From July 2 to 4, 2014, the African Commission on Human and Peoples’ Rights (ACHPR), in cooperation with the Benin authorities, organised, in Cotonou, Benin, the first Continental Conference on the death penalty.

This Conference, which gathered representatives from African Union (AU) Member States, parliamentarians, national human rights institutions, civil society organisations, has permitted to debate on the issue of the death penalty in Africa as well as on the need for the adoption of a regional legal instrument on its abolition. Today, 78 Human Rights Organizations launch a “Manifesto for a Protocol to the African Charter on the abolition of the death penalty” supporting the adoption, by AU Member States, of a regional legal instrument expressly stating the abolition of the death penalty.

For Karim Lahidji, FIDH President "The ongoing debates on the death penalty in Africa constitute an undeniable opportunity for African countries to strengthen the global and growing movement in favour of the abolition of the death penalty. Concrete actions and commitments must be made in favour of the adoption of an African Protocol explicitly abolishing the death penalty".

For Paul Angaman, Chairperson of ACAT Côte d’Ivoire and member of FIACAT, the adoption of an African Protocol on the abolition of the death penalty will allow AU Member States to develop a sense of ownership of the abolitionist movement and to strengthen the continental dimension of the abolition of the death penalty.
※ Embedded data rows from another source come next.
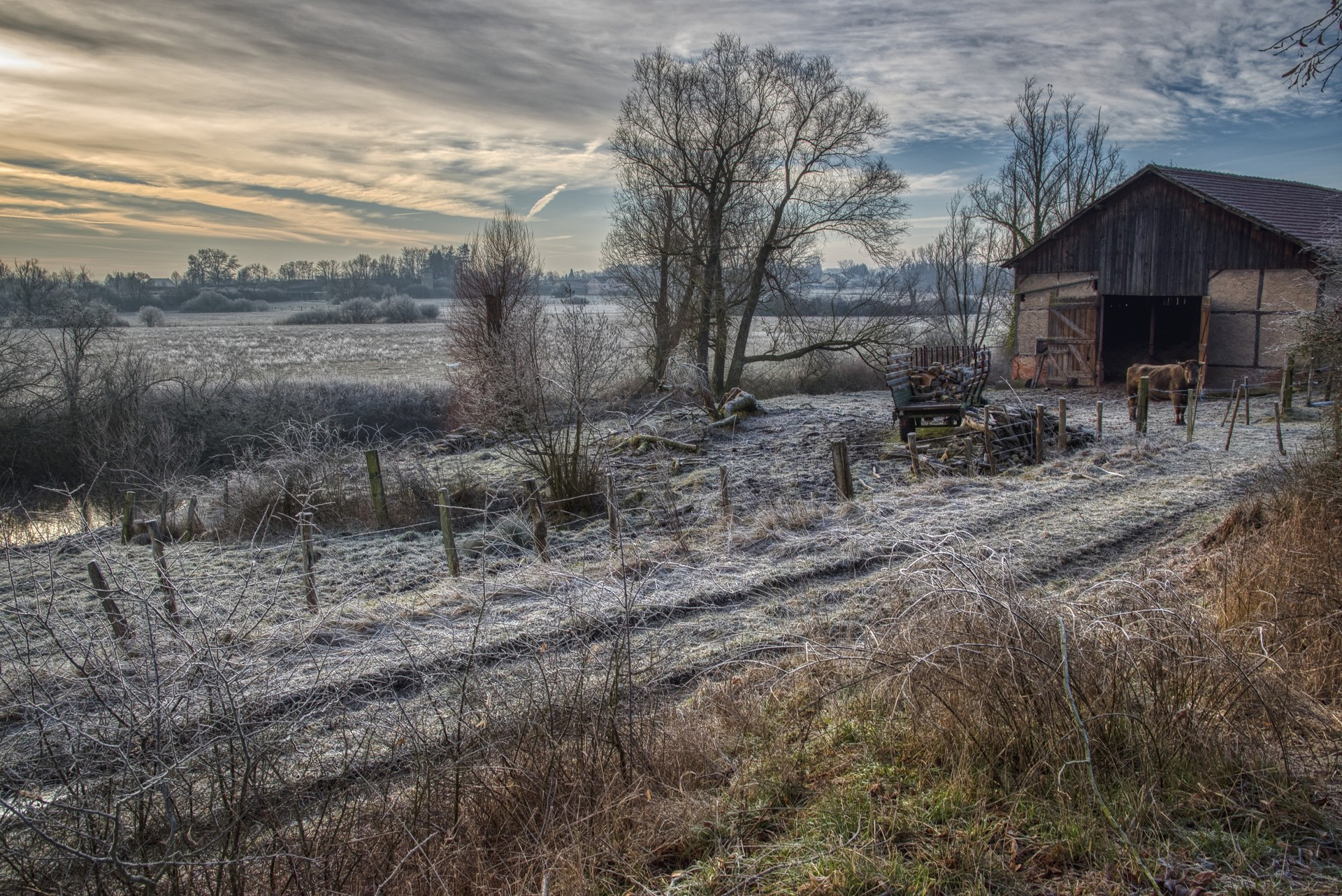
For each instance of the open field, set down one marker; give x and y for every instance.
(261, 347)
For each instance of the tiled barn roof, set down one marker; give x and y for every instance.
(1304, 212)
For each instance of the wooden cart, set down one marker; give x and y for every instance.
(958, 386)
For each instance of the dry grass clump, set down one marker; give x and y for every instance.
(1039, 695)
(1274, 580)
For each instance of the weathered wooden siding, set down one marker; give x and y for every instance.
(1158, 239)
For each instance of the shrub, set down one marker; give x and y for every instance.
(401, 309)
(316, 315)
(152, 315)
(210, 302)
(268, 294)
(360, 310)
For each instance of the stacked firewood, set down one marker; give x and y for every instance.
(939, 382)
(1012, 436)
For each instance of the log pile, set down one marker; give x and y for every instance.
(1009, 430)
(939, 382)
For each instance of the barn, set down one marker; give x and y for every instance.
(1171, 265)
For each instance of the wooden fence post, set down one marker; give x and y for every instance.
(1039, 433)
(118, 623)
(1190, 414)
(1235, 416)
(445, 521)
(1289, 382)
(1143, 401)
(612, 512)
(843, 475)
(375, 484)
(305, 533)
(540, 531)
(156, 540)
(192, 519)
(128, 516)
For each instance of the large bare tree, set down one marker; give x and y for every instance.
(776, 152)
(1058, 164)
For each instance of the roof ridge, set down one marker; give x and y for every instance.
(1241, 178)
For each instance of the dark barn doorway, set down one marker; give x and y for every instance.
(1141, 329)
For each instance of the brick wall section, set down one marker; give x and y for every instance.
(1037, 290)
(1247, 337)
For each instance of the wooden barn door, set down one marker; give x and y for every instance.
(1073, 341)
(1203, 331)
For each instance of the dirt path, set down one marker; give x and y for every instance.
(791, 561)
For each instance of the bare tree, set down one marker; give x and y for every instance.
(494, 291)
(650, 251)
(969, 289)
(1057, 166)
(1320, 48)
(211, 267)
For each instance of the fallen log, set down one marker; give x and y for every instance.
(644, 440)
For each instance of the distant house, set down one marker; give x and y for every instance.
(602, 284)
(1169, 265)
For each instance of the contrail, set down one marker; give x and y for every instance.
(545, 200)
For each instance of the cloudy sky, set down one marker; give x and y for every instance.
(138, 131)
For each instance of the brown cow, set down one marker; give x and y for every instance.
(1169, 382)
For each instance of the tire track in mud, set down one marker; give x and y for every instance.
(1120, 541)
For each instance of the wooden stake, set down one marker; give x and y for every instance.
(1190, 414)
(612, 512)
(843, 475)
(128, 516)
(1143, 404)
(375, 484)
(156, 540)
(1235, 416)
(118, 623)
(1289, 382)
(192, 519)
(1039, 433)
(540, 531)
(305, 533)
(445, 522)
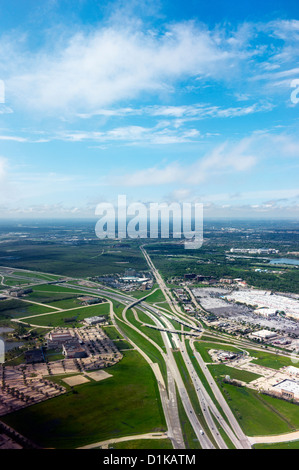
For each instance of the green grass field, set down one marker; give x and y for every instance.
(222, 369)
(143, 444)
(261, 415)
(203, 348)
(126, 404)
(274, 361)
(57, 318)
(279, 445)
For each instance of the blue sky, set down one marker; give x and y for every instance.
(161, 101)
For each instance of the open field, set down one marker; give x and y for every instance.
(282, 445)
(274, 361)
(65, 318)
(15, 308)
(203, 348)
(143, 444)
(222, 369)
(258, 414)
(126, 404)
(85, 260)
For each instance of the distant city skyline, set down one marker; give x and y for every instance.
(161, 101)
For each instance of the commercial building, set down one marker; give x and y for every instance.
(57, 339)
(73, 350)
(263, 335)
(34, 355)
(294, 371)
(94, 320)
(288, 389)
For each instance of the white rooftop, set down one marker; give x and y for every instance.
(288, 386)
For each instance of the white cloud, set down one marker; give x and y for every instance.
(90, 70)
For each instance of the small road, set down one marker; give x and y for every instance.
(106, 444)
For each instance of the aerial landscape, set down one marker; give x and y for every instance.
(149, 229)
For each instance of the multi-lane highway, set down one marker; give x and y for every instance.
(204, 416)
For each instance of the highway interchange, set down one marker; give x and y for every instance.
(208, 417)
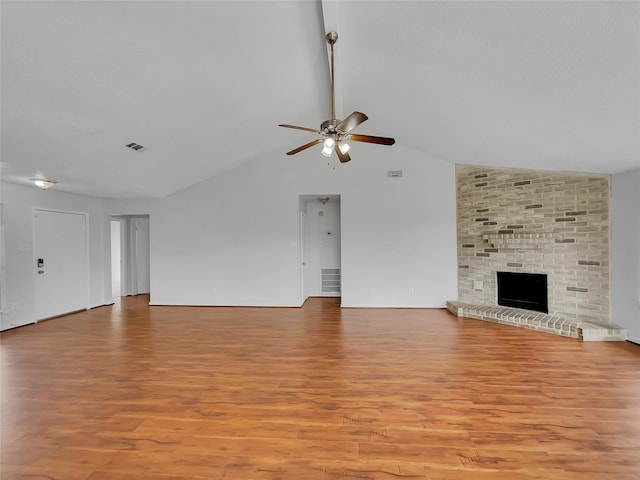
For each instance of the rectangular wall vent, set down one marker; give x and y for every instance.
(135, 146)
(330, 278)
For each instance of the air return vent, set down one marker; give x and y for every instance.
(330, 278)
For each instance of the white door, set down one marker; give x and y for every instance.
(141, 227)
(60, 263)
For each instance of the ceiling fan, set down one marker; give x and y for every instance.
(335, 133)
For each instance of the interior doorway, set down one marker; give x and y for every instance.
(130, 255)
(116, 258)
(320, 240)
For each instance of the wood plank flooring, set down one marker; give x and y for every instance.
(171, 393)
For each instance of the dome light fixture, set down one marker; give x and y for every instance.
(43, 183)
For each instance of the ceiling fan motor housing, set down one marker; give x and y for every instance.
(329, 126)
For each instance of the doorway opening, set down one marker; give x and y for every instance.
(130, 255)
(320, 246)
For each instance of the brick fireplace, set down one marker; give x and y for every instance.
(540, 222)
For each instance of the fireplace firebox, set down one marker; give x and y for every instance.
(523, 290)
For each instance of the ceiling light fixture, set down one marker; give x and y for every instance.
(43, 183)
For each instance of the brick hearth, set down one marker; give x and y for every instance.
(557, 324)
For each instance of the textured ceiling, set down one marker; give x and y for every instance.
(202, 85)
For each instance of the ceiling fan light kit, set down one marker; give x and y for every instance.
(336, 133)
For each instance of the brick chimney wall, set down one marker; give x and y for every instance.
(535, 221)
The regional trend against the death penalty is a reality: 17 [1] AU Member States have enacted laws to abolish the death penalty , including 4 States in the past 5 years, and 19 [2] other Member States are de facto abolitionist. Despite this encouraging trend towards abolition, resistance remains : in 2013, death sentences were passed in at least 19 African countries and executions were carried out in at least 5 [3] of them. "The abolition of the death penalty will soon become a matter of the past. It is important to continue debating openly with African States which still retain the death sentence and to explore together with them, strategies to achieve abolition, said Alice Mogwe, FIDH Deputy Secretary General, Director of DITSHWANELO – The Botswana Centre for Human Rights and Member of the ACHPR Working Group on the Death Penalty.

Among the strategies envisaged by the ACHPR Working Group on the Death Penalty to achieve a continental abolition is the adoption of a regional legal instrument on the abolition. In 2011, following a study on the situation of the death penalty in Africa, carried out with the support of FIDH, FIACAT and the WCADP, the Working Group had indeed recommended African States to adopt a Protocol to the African Charter on Human and Peoples’ Rights on the abolition of the death penalty.
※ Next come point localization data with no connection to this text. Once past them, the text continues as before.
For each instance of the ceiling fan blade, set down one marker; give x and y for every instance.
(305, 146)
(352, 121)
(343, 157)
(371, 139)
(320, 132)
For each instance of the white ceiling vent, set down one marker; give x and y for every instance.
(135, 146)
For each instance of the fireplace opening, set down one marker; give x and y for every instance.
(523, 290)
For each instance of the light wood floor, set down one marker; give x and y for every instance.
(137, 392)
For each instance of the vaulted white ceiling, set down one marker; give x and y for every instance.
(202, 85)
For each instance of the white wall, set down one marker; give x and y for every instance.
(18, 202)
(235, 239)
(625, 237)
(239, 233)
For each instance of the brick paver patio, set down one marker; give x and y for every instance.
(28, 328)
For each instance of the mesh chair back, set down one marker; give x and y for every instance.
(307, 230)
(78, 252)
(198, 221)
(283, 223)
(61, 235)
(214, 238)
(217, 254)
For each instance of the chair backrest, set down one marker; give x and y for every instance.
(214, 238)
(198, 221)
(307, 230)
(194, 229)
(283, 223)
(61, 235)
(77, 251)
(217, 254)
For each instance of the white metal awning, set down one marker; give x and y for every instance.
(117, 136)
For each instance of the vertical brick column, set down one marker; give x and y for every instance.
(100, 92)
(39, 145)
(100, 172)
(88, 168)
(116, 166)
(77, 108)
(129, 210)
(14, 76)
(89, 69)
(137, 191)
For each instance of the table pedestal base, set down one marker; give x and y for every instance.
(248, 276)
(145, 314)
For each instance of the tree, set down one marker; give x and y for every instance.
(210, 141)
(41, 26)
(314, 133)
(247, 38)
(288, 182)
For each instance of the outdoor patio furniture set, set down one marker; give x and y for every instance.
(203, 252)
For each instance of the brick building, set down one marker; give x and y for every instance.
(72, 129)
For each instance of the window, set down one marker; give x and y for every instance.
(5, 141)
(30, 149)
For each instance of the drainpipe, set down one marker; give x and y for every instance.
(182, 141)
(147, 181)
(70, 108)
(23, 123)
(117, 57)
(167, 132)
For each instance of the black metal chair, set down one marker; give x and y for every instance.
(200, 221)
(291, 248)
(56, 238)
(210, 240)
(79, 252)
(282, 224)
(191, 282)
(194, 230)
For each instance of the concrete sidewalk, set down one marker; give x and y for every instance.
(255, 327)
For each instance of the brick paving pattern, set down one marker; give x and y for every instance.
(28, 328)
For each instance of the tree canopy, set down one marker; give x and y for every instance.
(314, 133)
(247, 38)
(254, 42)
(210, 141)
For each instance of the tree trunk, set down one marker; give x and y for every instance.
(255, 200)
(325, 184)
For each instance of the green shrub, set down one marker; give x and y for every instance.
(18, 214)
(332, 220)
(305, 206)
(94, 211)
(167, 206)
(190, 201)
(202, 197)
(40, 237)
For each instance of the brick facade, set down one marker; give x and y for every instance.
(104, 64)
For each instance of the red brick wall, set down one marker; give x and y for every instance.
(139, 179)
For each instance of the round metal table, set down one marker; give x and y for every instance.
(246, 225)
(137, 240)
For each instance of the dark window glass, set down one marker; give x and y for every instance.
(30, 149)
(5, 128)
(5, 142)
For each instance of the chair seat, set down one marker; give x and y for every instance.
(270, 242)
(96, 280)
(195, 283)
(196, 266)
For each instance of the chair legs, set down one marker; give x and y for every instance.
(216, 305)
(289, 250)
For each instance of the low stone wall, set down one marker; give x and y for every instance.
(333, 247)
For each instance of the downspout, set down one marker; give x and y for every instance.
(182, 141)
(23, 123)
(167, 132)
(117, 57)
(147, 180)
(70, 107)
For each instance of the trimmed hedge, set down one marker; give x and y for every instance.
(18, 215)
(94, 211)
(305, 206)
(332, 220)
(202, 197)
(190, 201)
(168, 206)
According to Florence Bellivier, President of the World Coalition against the Death Penalty, "the adoption of an African regional instrument aiming at the abolition of the death penalty would help to clarify the legal means to achieve abolition. It would also be an encouraging instrument which would strengthen the advocacy for the universal abolition."
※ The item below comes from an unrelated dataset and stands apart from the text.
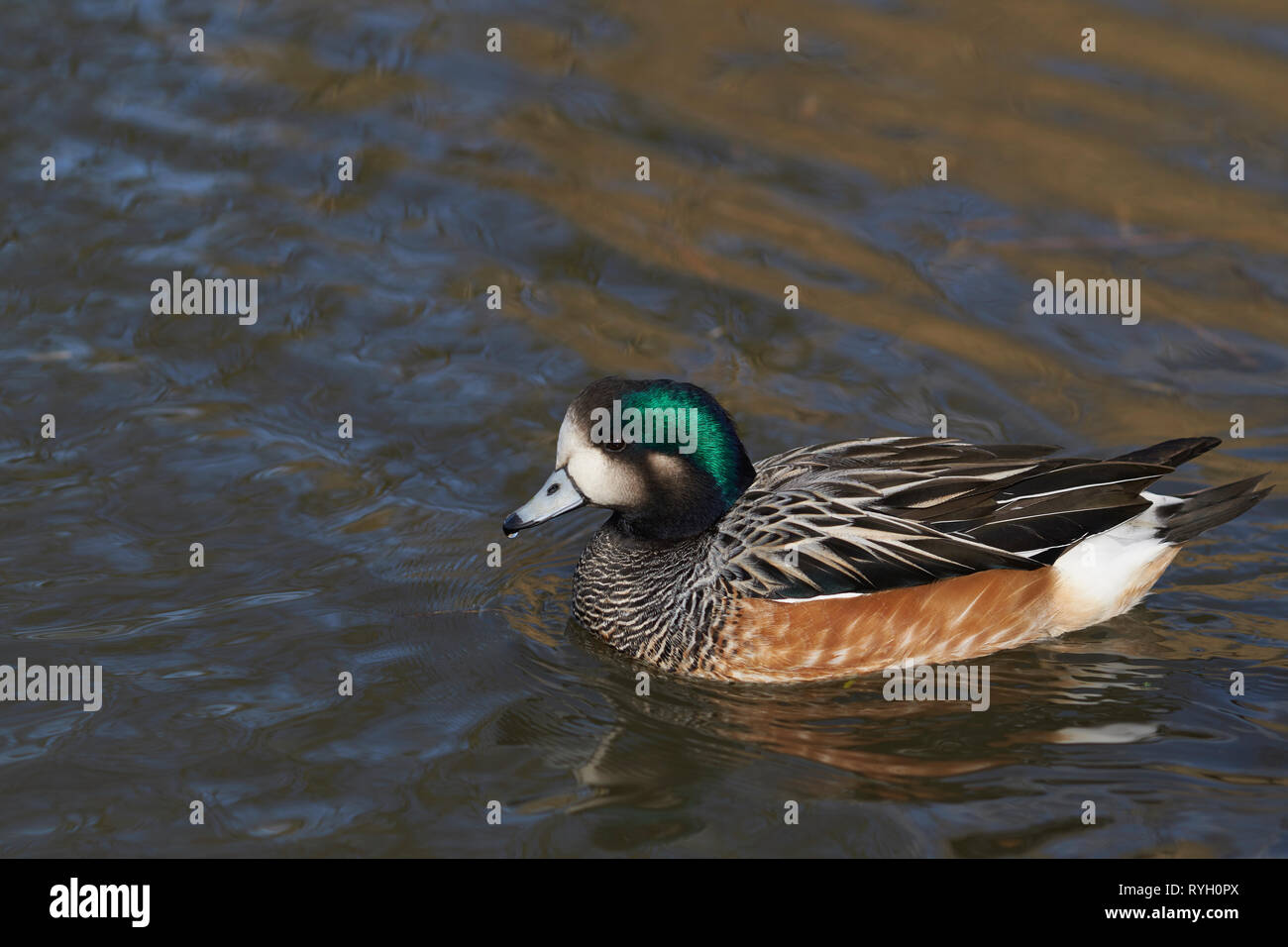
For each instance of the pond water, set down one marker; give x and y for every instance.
(518, 169)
FIDH, FIACAT and the World Coalition against the Death Penalty were represented at this Continental Conference along with representatives of their member and partner organisations from Senegal, Burkina Faso, Botswana, Tanzania, Zimbabwe, Uganda, Nigeria, Mali, Côte d’Ivoire, Benin, Congo, Tunisia, Nigeria, Benin, Mali, Côte d’Ivoire. Our organisations will continue calling for a Protocol to the African Charter on Human and People’s Rights, explicitly abolishing the death penalty in Africa, to be proposed to the African Union for its adoption.